E poi la voce cominciò: “Abbiamo saltato il fandango leggero, abbiamo fatto girare le ruote attraverso la stanza?” I bicchieri e le chiacchiere tacquero. La voce era sussurrata, roca, acuta, così piena di dolore e desiderio che minacciava di esplodere e portare con sé la stanza. Con tutto il rispetto per la bella interpretazione originale di Gary Brooker, questa voce possedeva quella canzone per il momento. E per quel momento il testo criptico di Keith Reid – “Una delle 16 vestali che stavano partendo per la costa, e anche se i miei occhi erano aperti avrebbero potuto benissimo essere stati chiusi” – sembrava avere perfettamente senso.

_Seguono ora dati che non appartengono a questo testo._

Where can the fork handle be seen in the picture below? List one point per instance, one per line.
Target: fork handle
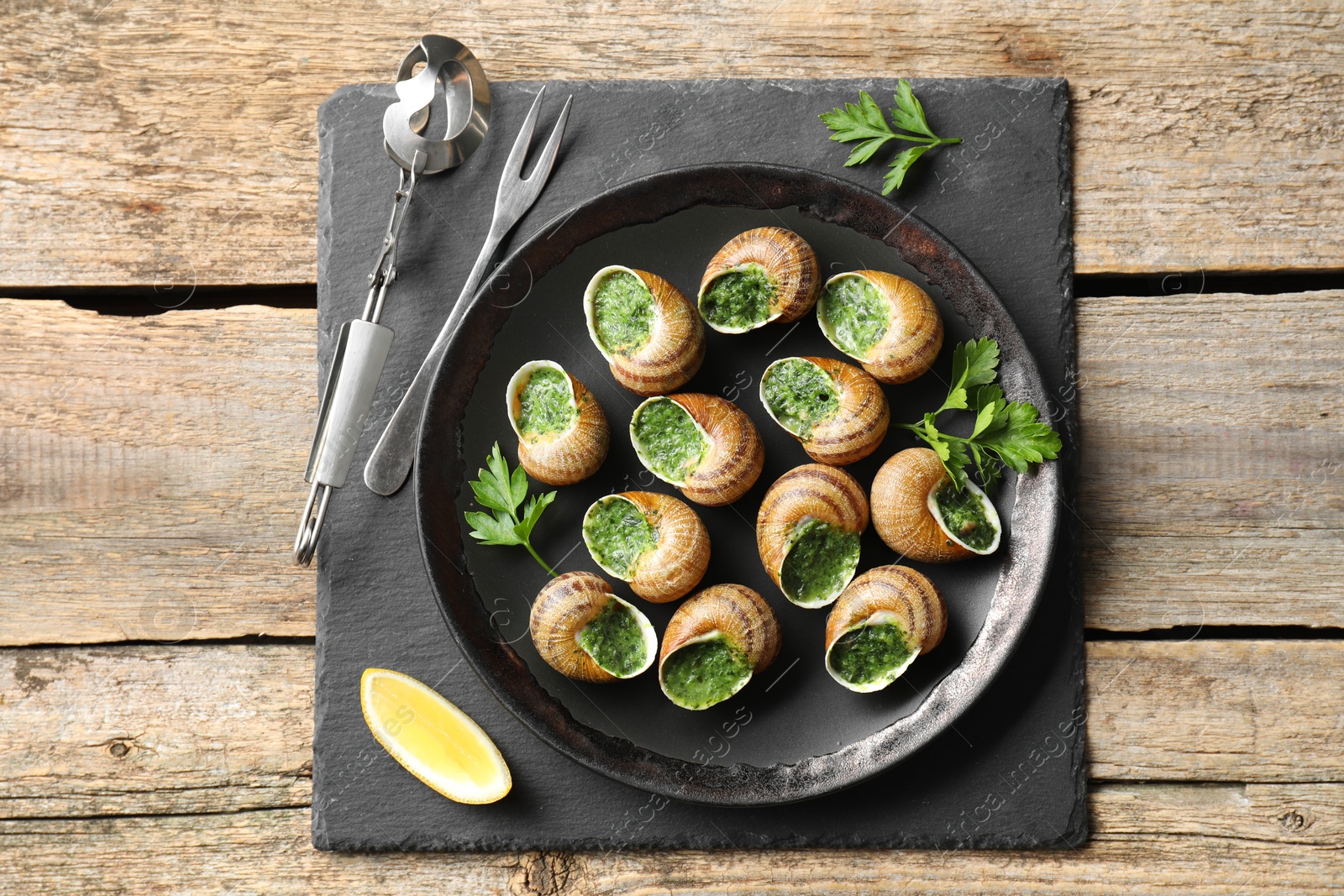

Sembrava che Janis Joplin canalizzasse Billie Holiday, incanalata da lui? Qualcuno che era qui per cantare, per non essere visto. Una sagoma informe con una camicia bianca, un paralume bianco sormontato da uno straccio nero, si curvò accanto a Ross, di nuovo nella stanza, così bassa che quasi si sciolse sotto il pianoforte. Ha finito la canzone ma non si è girata. L’intera stanza rimase in silenzio, a parte qualche sussulto. «Signore e signori, signorina Ann Wilson», disse Ross a bassa voce.
Non sono mai stato un grande fan degli Heart, ma non avevi bisogno di comprare i loro dischi per accontentarti di “Barracuda”, “Crazy on You”, “The Dog and Butterfly”; per alcuni anni alla fine degli anni ’70, poco prima di trasferirmi a Seattle, non potevi sfuggirgli se ci provavi. Ho dovuto ammirare a malincuore il mix barocco di raffinatezza e cruda intensità delle sorelle Wilson, il loro coraggio di battere le boy band dai capelli grossi al loro stesso gioco. Sì, Nancy ha brandito un’ascia cattiva e Ann aveva una voce diabolica. Ma quella voce non mi è mai arrivata, fino a quella sera.
Quindi grazie, Cloud Room, per essere durato così a lungo. E grazie, signorina Ann Wilson, per essere rimasta ferma e per esservi avvicinata di soppiatto per scuotere i nostri cuori ignari.